Let’s say, after years of being a lawyer for politicians, you decided to do something different and start a small law firm which deal with civil cases.  Now, what do you do if by some strange circumstance the president asks you and your team to take over the case, represent him in court during his impeachment trial?  More than that, what would you do if your firm was working on its own civil cases then?  Would you send your client to another lawyer who is just as capable of handling a civil case, or would you respectfully decline the request of the president?  My belief here is: in a case where there will be a high impact on your nation, economy, and society; bidding a temporary farewell to your existing business is permissible.  I’m not saying you have to completely abandon them, but there are other options like referring them to other people who are equally as capable.  When you are faced with an opportunity to make the “case of a lifetime” or an opportunity to make a difference, you should grab it.  This isn’t just because it would do you well in business, but it’s also about you having the responsibility to make a change.  Of course, this circumstance may be farfetched, but what if?  Stranger things have happened.

Principles

This one is a no brainer.  If the activities that deal with your relationship affects your principles and the ethics of doing just and correct business practices, burn that bridge.

I have this friend who owned a company that manufactured integrated circuits.  Her client demanded that the production of the chip be made by manual labor, not machines.  The client explained that the labor will be much cheaper compared to the purchase and upkeep of the machines.  Furthermore, this will provide a lot of jobs for a lot of people.  As much as my friend wanted to help those without jobs, she refused.  This is because manual production of the chips leaves more room for human error and quality checking becomes more tedious.

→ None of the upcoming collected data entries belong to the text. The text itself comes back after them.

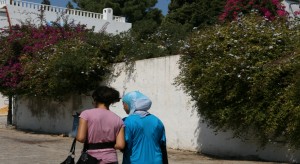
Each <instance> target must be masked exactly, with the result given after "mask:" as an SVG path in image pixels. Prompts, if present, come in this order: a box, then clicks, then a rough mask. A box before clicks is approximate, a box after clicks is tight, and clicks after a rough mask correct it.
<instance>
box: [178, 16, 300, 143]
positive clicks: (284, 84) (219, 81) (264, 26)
mask: <svg viewBox="0 0 300 164" xmlns="http://www.w3.org/2000/svg"><path fill="white" fill-rule="evenodd" d="M299 28H300V26H299V22H298V23H295V24H293V25H292V26H291V22H287V21H286V20H285V19H280V18H279V19H275V20H273V21H270V20H268V19H266V18H264V17H262V16H260V13H255V14H254V13H251V14H250V15H246V16H242V17H240V18H239V20H237V21H232V22H231V23H226V24H221V25H216V26H212V27H209V28H206V29H202V30H199V31H197V32H195V33H194V34H193V35H191V38H190V39H189V43H188V46H186V49H185V50H184V51H183V52H184V55H182V56H181V59H180V62H179V65H180V69H181V73H180V75H179V76H178V77H177V84H178V83H179V84H182V86H183V88H184V89H185V91H186V93H188V94H189V95H190V96H191V98H192V100H193V101H194V102H195V107H196V108H197V109H198V112H199V113H200V114H201V117H202V118H204V119H205V121H206V122H207V123H208V125H210V126H211V127H213V128H215V129H216V130H220V131H222V130H229V129H230V130H232V131H233V132H234V135H235V137H239V138H242V139H245V138H248V137H249V134H250V135H251V136H255V137H256V139H258V141H260V143H261V144H262V145H266V144H268V143H272V142H277V141H280V142H285V143H287V144H288V145H290V146H292V147H298V148H299V147H300V139H299V133H300V122H299V120H300V101H299V100H300V99H299V98H300V97H299V96H300V94H299V91H300V78H299V77H300V76H299V75H300V69H299V68H300V49H299V47H300V46H299V45H300V41H299V37H300V32H299Z"/></svg>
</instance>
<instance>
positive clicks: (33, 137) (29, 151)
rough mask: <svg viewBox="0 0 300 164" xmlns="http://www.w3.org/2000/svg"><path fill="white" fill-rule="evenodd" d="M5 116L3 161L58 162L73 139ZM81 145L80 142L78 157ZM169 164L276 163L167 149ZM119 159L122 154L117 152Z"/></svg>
mask: <svg viewBox="0 0 300 164" xmlns="http://www.w3.org/2000/svg"><path fill="white" fill-rule="evenodd" d="M5 121H6V117H4V116H0V152H1V153H0V164H59V163H60V162H62V161H63V160H64V159H65V158H66V157H67V155H68V152H69V149H70V146H71V143H72V140H73V139H72V138H69V137H63V136H59V135H49V134H36V133H32V132H24V131H19V130H16V129H14V128H13V127H6V126H5ZM81 149H82V144H80V143H78V142H77V147H76V154H77V156H76V160H77V159H78V157H79V154H80V151H81ZM168 154H169V163H170V164H275V163H272V162H255V161H242V160H224V159H216V158H211V157H207V156H204V155H200V154H196V153H193V152H186V151H179V150H172V149H169V150H168ZM118 157H119V162H120V163H121V162H122V153H120V152H118Z"/></svg>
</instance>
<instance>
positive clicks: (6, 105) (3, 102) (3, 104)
mask: <svg viewBox="0 0 300 164" xmlns="http://www.w3.org/2000/svg"><path fill="white" fill-rule="evenodd" d="M7 105H8V100H7V97H4V96H3V95H1V94H0V108H2V107H5V106H7Z"/></svg>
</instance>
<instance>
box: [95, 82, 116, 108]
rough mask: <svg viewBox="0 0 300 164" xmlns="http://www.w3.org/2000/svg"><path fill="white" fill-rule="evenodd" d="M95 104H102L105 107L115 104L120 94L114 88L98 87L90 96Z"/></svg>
mask: <svg viewBox="0 0 300 164" xmlns="http://www.w3.org/2000/svg"><path fill="white" fill-rule="evenodd" d="M92 97H93V99H94V101H95V102H96V103H104V104H105V105H106V106H107V107H108V106H109V105H110V104H112V103H115V102H118V101H120V93H119V92H118V91H117V90H115V89H114V88H111V87H107V86H100V87H98V88H97V89H96V90H95V91H94V92H93V94H92Z"/></svg>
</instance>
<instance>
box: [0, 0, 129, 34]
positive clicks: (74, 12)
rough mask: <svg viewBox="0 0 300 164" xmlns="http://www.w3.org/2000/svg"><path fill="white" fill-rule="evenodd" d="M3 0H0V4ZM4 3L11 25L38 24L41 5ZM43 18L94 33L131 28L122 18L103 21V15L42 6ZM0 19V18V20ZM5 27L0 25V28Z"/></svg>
mask: <svg viewBox="0 0 300 164" xmlns="http://www.w3.org/2000/svg"><path fill="white" fill-rule="evenodd" d="M1 1H3V0H0V2H1ZM8 1H9V0H7V2H6V7H7V10H8V13H9V16H10V20H11V24H12V25H16V24H20V23H21V22H26V21H31V22H32V23H34V24H40V23H41V21H40V19H39V18H38V17H39V16H40V14H41V7H42V5H41V4H37V3H32V2H26V1H16V0H15V1H14V3H13V4H9V3H8ZM43 9H44V16H45V20H46V21H47V22H51V21H56V20H57V19H58V18H60V20H61V23H63V21H62V20H63V19H65V20H68V22H72V21H73V22H74V23H76V24H77V23H80V24H83V25H86V26H87V28H89V29H91V28H93V27H94V31H95V32H99V31H106V32H107V33H112V34H118V33H120V32H124V31H128V30H129V29H130V28H131V23H126V22H125V18H124V17H118V16H112V18H113V19H112V20H105V19H104V17H103V14H101V13H93V12H87V11H81V10H72V9H66V8H62V7H56V6H47V5H44V6H43ZM0 19H1V18H0ZM3 27H5V26H4V24H0V28H3Z"/></svg>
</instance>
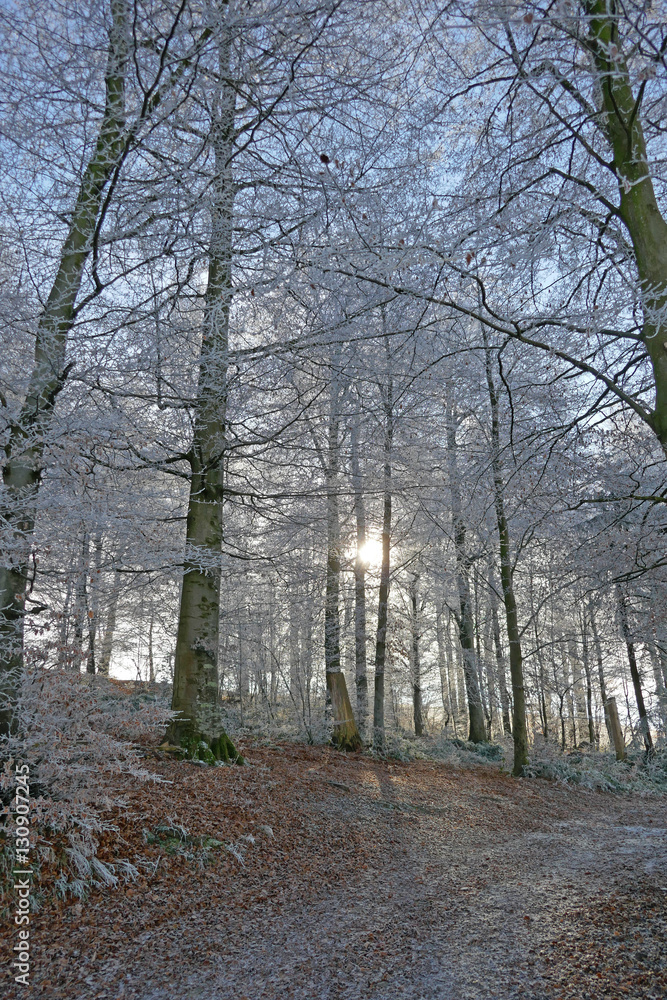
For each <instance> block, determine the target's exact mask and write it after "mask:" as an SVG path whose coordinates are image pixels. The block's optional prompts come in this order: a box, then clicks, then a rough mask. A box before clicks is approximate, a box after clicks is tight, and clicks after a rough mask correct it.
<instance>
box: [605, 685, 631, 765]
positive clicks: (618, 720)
mask: <svg viewBox="0 0 667 1000" xmlns="http://www.w3.org/2000/svg"><path fill="white" fill-rule="evenodd" d="M606 709H607V717H608V719H609V731H610V732H611V742H612V746H613V747H614V750H615V751H616V760H625V757H626V753H625V740H624V739H623V730H622V728H621V721H620V719H619V717H618V708H617V707H616V699H615V698H610V699H609V700H608V701H607V704H606Z"/></svg>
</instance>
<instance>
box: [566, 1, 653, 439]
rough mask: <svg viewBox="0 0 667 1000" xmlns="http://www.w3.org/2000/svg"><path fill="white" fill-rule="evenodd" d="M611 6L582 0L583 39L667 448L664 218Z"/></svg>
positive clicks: (622, 51)
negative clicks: (621, 225)
mask: <svg viewBox="0 0 667 1000" xmlns="http://www.w3.org/2000/svg"><path fill="white" fill-rule="evenodd" d="M616 6H617V5H616V3H615V2H610V0H583V7H584V10H585V11H586V14H587V15H588V17H589V22H588V25H589V35H588V38H587V39H586V40H585V43H584V44H585V47H586V48H587V49H588V50H589V51H590V53H591V55H592V57H593V61H594V64H595V68H596V70H597V76H598V79H597V82H598V85H599V89H600V94H601V111H602V128H603V131H604V132H605V134H606V136H607V139H608V141H609V145H610V146H611V148H612V150H613V170H614V173H615V175H616V178H617V183H618V192H619V196H620V209H619V214H620V217H621V219H622V220H623V222H624V223H625V226H626V228H627V230H628V233H629V234H630V239H631V240H632V245H633V248H634V252H635V260H636V262H637V271H638V275H639V281H640V287H641V294H642V303H643V309H644V327H643V331H642V339H643V341H644V345H645V347H646V350H647V352H648V354H649V357H650V359H651V364H652V366H653V374H654V379H655V409H654V411H653V413H652V414H651V424H652V427H653V429H654V431H655V433H656V435H657V437H658V439H659V440H660V443H661V444H662V446H663V449H665V451H667V320H666V319H665V307H666V306H667V223H666V222H665V220H664V219H663V217H662V215H661V214H660V209H659V207H658V202H657V199H656V195H655V190H654V187H653V181H652V179H651V175H650V173H649V168H648V160H647V155H646V143H645V140H644V132H643V128H642V123H641V115H640V114H639V113H638V112H639V107H640V103H641V97H640V96H635V94H633V92H632V87H631V84H630V77H629V74H628V68H627V64H626V61H625V55H624V53H623V49H624V45H623V39H621V38H620V36H619V20H620V18H619V16H618V14H617V11H616ZM644 86H645V84H642V85H641V89H640V94H642V93H643V89H644Z"/></svg>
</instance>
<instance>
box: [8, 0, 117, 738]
mask: <svg viewBox="0 0 667 1000" xmlns="http://www.w3.org/2000/svg"><path fill="white" fill-rule="evenodd" d="M111 14H112V26H111V30H110V32H109V49H108V55H107V67H106V74H105V91H106V99H105V108H104V114H103V116H102V121H101V123H100V128H99V132H98V137H97V143H96V146H95V150H94V152H93V154H92V156H91V158H90V160H89V161H88V165H87V167H86V169H85V171H84V174H83V178H82V180H81V186H80V188H79V191H78V194H77V198H76V202H75V205H74V209H73V212H72V221H71V223H70V226H69V230H68V233H67V236H66V237H65V242H64V243H63V247H62V250H61V252H60V261H59V265H58V270H57V272H56V276H55V280H54V282H53V285H52V287H51V291H50V293H49V296H48V298H47V301H46V305H45V307H44V311H43V312H42V315H41V317H40V319H39V323H38V326H37V335H36V339H35V355H34V362H33V368H32V373H31V376H30V380H29V383H28V389H27V392H26V397H25V400H24V402H23V406H22V407H21V412H20V414H19V416H18V418H17V419H16V420H15V421H13V422H12V424H11V430H10V434H9V438H8V441H7V443H6V445H5V448H4V464H3V471H2V477H3V484H4V490H3V495H2V499H1V501H0V521H2V522H3V523H4V525H5V537H4V540H3V550H4V551H3V553H2V555H3V558H2V559H1V560H0V563H1V565H0V735H3V734H6V733H8V732H9V731H10V728H11V724H12V713H13V704H14V699H15V696H16V690H17V686H18V683H19V678H20V674H21V670H22V667H23V629H24V620H25V615H26V614H27V613H29V612H28V610H27V607H26V605H27V600H26V598H27V587H28V575H29V574H28V564H29V558H30V548H31V542H32V536H33V532H34V526H35V503H36V499H37V494H38V491H39V487H40V484H41V479H42V458H43V454H44V447H45V440H46V435H47V433H48V429H49V426H50V424H51V418H52V414H53V409H54V406H55V403H56V398H57V396H58V394H59V392H60V391H61V389H62V387H63V385H64V384H65V381H66V378H67V374H68V372H69V368H70V367H71V366H68V365H67V363H66V352H67V338H68V335H69V332H70V330H71V328H72V324H73V322H74V305H75V302H76V297H77V295H78V292H79V288H80V286H81V281H82V278H83V273H84V269H85V266H86V262H87V260H88V257H89V255H90V252H91V249H92V243H93V237H94V234H95V231H96V227H97V223H98V219H99V215H100V210H101V207H102V198H103V193H104V190H105V188H106V187H107V184H108V182H109V179H110V178H111V176H112V174H113V172H114V170H115V169H116V167H117V165H118V163H119V160H120V156H121V153H122V150H123V147H124V126H125V75H126V69H127V60H128V46H127V37H128V31H129V17H128V10H127V0H111Z"/></svg>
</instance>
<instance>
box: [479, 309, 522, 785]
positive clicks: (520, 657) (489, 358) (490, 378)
mask: <svg viewBox="0 0 667 1000" xmlns="http://www.w3.org/2000/svg"><path fill="white" fill-rule="evenodd" d="M482 335H483V338H484V353H485V362H486V382H487V387H488V390H489V401H490V404H491V454H492V459H491V465H492V471H493V498H494V504H495V508H496V520H497V522H498V541H499V545H500V582H501V586H502V591H503V601H504V604H505V621H506V626H507V639H508V642H509V656H510V676H511V678H512V716H513V717H512V739H513V741H514V766H513V769H512V773H513V774H514V775H515V776H516V777H518V776H520V775H521V774H523V768H524V766H525V765H526V764H527V763H528V732H527V728H526V693H525V689H524V679H523V657H522V653H521V633H520V631H519V623H518V617H517V608H516V597H515V595H514V579H513V577H514V570H513V567H512V554H511V545H510V535H509V526H508V523H507V517H506V515H505V500H504V488H505V487H504V482H503V472H502V465H501V461H500V420H499V413H498V396H497V394H496V387H495V384H494V381H493V371H492V368H491V350H490V348H489V343H488V338H487V335H486V330H485V329H484V328H482Z"/></svg>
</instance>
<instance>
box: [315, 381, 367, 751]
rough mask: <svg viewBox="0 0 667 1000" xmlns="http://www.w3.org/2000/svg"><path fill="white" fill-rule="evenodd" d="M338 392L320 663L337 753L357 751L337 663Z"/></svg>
mask: <svg viewBox="0 0 667 1000" xmlns="http://www.w3.org/2000/svg"><path fill="white" fill-rule="evenodd" d="M339 405H340V388H339V385H338V380H337V378H336V377H335V376H334V377H332V379H331V402H330V410H329V431H328V442H327V460H326V470H325V477H326V490H327V580H326V595H325V604H324V659H325V668H326V682H327V694H328V696H329V700H330V703H331V713H332V722H333V736H332V739H333V742H334V743H335V745H336V746H337V747H338V748H339V749H340V750H360V749H361V737H360V735H359V730H358V729H357V725H356V722H355V720H354V713H353V712H352V705H351V703H350V698H349V695H348V692H347V684H346V682H345V674H344V673H343V671H342V669H341V662H340V612H339V596H340V523H339V515H338V489H339V485H338V474H339V452H340V444H339V428H340V412H339Z"/></svg>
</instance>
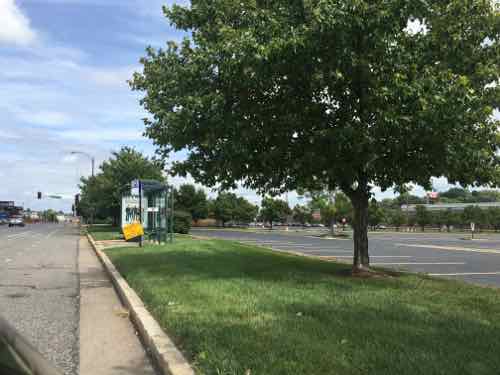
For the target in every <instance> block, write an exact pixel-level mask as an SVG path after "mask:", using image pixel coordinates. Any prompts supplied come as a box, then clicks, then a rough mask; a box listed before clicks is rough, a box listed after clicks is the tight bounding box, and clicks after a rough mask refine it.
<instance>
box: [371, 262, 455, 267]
mask: <svg viewBox="0 0 500 375" xmlns="http://www.w3.org/2000/svg"><path fill="white" fill-rule="evenodd" d="M464 264H465V262H432V263H431V262H390V263H386V262H378V263H371V265H373V266H397V265H402V266H413V265H415V266H431V265H432V266H446V265H455V266H456V265H459V266H463V265H464Z"/></svg>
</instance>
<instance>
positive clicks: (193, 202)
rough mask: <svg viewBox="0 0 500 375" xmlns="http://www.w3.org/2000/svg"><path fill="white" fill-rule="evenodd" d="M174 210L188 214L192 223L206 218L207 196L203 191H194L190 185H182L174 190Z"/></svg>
mask: <svg viewBox="0 0 500 375" xmlns="http://www.w3.org/2000/svg"><path fill="white" fill-rule="evenodd" d="M175 208H176V209H178V210H183V211H186V212H189V213H190V214H191V217H192V218H193V220H194V221H198V220H200V219H205V218H206V217H207V216H208V205H207V195H206V194H205V192H204V191H203V189H198V190H196V187H195V186H194V185H191V184H184V185H181V186H180V187H179V190H178V191H177V190H175Z"/></svg>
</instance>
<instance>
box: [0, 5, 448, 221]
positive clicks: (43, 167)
mask: <svg viewBox="0 0 500 375" xmlns="http://www.w3.org/2000/svg"><path fill="white" fill-rule="evenodd" d="M175 2H176V3H179V4H182V3H186V2H187V0H182V1H181V0H178V1H175ZM173 3H174V1H173V0H0V25H1V27H0V111H1V114H2V115H1V117H0V162H1V163H0V200H13V201H15V202H16V204H18V205H23V206H24V207H26V208H28V207H29V208H32V209H35V210H38V209H46V208H53V209H58V210H59V209H62V210H65V211H69V210H70V209H71V204H72V201H73V196H74V194H76V193H77V192H78V187H77V185H78V181H79V179H80V176H87V175H89V174H90V171H91V168H90V166H91V163H90V160H89V157H88V156H85V155H83V154H78V155H73V154H71V153H72V152H74V151H77V152H84V153H87V154H89V155H92V156H94V157H95V159H96V165H99V164H100V163H101V162H102V161H103V160H105V159H107V158H108V157H109V156H110V153H111V152H112V151H113V150H119V149H120V147H121V146H123V145H128V146H132V147H134V148H135V149H136V150H138V151H141V152H143V153H145V154H147V155H150V156H151V155H153V154H154V147H153V145H152V142H151V141H150V140H148V139H146V138H144V137H142V132H143V130H144V129H143V122H142V120H141V119H142V118H144V117H145V116H146V115H147V114H146V113H145V112H144V110H143V109H142V108H141V106H140V105H139V98H140V97H139V95H140V94H138V93H135V92H132V91H131V90H130V88H129V86H128V84H127V82H126V81H127V79H130V78H131V76H132V73H133V72H134V71H140V64H139V63H138V61H139V59H140V57H142V56H144V55H145V52H144V50H145V47H146V46H147V45H152V46H153V47H156V48H159V47H162V46H164V45H165V44H166V42H167V41H168V40H176V41H179V40H181V39H182V34H181V33H180V32H178V31H176V30H174V29H173V28H172V27H171V26H170V25H169V23H168V20H166V18H165V17H164V16H163V14H162V10H161V8H162V5H167V6H168V5H172V4H173ZM171 181H172V182H173V183H174V184H175V185H178V184H180V183H182V182H185V180H182V179H179V178H175V179H171ZM189 182H191V181H189ZM434 187H435V188H436V189H437V190H438V191H439V190H444V189H447V188H448V185H447V183H446V180H445V179H442V178H441V179H436V180H435V181H434ZM38 191H41V192H42V193H43V196H44V197H47V195H51V194H52V195H54V194H55V195H61V196H63V198H64V199H62V200H49V199H43V200H40V201H38V200H37V199H36V193H37V192H38ZM414 192H415V193H416V194H417V195H423V194H424V191H423V190H422V189H421V188H417V189H416V190H415V191H414ZM237 193H239V194H240V195H242V196H245V197H246V198H247V199H249V200H250V201H252V202H254V203H258V202H260V200H261V197H259V196H257V195H256V194H255V193H254V192H252V191H249V190H245V189H239V190H238V192H237ZM375 193H376V197H377V198H383V197H390V196H392V195H393V194H392V192H391V191H388V192H385V193H381V192H380V190H379V189H375ZM209 195H213V194H209ZM288 198H289V199H290V203H291V204H292V205H293V204H295V203H297V202H299V203H300V202H301V200H300V199H298V197H297V195H296V194H294V193H290V194H289V196H288Z"/></svg>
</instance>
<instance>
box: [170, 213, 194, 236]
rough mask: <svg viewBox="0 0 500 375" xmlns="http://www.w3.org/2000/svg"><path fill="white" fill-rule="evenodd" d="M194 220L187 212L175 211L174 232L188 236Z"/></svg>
mask: <svg viewBox="0 0 500 375" xmlns="http://www.w3.org/2000/svg"><path fill="white" fill-rule="evenodd" d="M192 220H193V218H192V217H191V214H190V213H189V212H186V211H174V232H175V233H181V234H188V233H189V230H190V229H191V222H192Z"/></svg>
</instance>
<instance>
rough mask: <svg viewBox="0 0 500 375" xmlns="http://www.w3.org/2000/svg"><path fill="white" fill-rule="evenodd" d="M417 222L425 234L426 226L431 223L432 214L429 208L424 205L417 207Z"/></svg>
mask: <svg viewBox="0 0 500 375" xmlns="http://www.w3.org/2000/svg"><path fill="white" fill-rule="evenodd" d="M415 221H416V222H417V224H418V225H420V228H422V232H423V231H424V230H425V226H426V225H428V224H430V223H431V214H430V213H429V211H428V210H427V207H425V206H422V205H420V206H417V208H416V212H415Z"/></svg>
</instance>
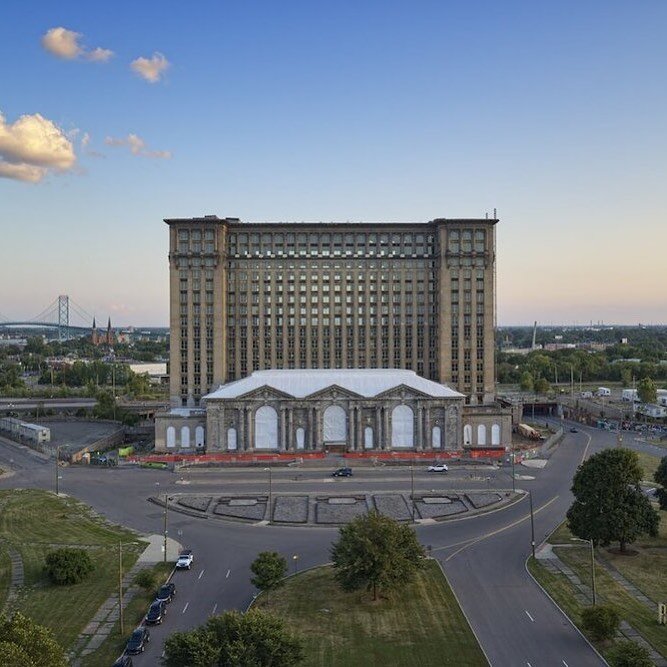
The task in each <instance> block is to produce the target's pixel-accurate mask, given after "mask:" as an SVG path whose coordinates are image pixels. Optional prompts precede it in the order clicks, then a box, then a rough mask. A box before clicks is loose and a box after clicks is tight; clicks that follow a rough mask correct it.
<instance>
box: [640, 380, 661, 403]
mask: <svg viewBox="0 0 667 667" xmlns="http://www.w3.org/2000/svg"><path fill="white" fill-rule="evenodd" d="M637 396H638V397H639V400H640V401H641V402H642V403H655V402H656V401H657V400H658V387H657V386H656V384H655V382H654V381H653V380H652V379H651V378H649V377H645V378H642V379H641V380H640V381H639V382H638V383H637Z"/></svg>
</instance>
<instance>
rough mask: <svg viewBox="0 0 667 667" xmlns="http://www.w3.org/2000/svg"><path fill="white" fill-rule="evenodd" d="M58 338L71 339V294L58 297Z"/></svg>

The moral of the story is, if your client’s way is against your principles in business, burn that bridge.  If you truly know in your heart that the client’s way is not for you, and yet you continued to venture into business with him/her, you are going to end up miserable and/or in trouble.  It’s not just about your ways of working.  There are other things to consider.  If you discover that your client is using your goods and/or services, for illegal activity; burn that bridge.  If you realize that your client’s activities aim to oppress minorities, or go against social responsibility; burn that bridge.  Believe me when I say that if you continue to work with someone who is against your principles, it will not end well for either of you.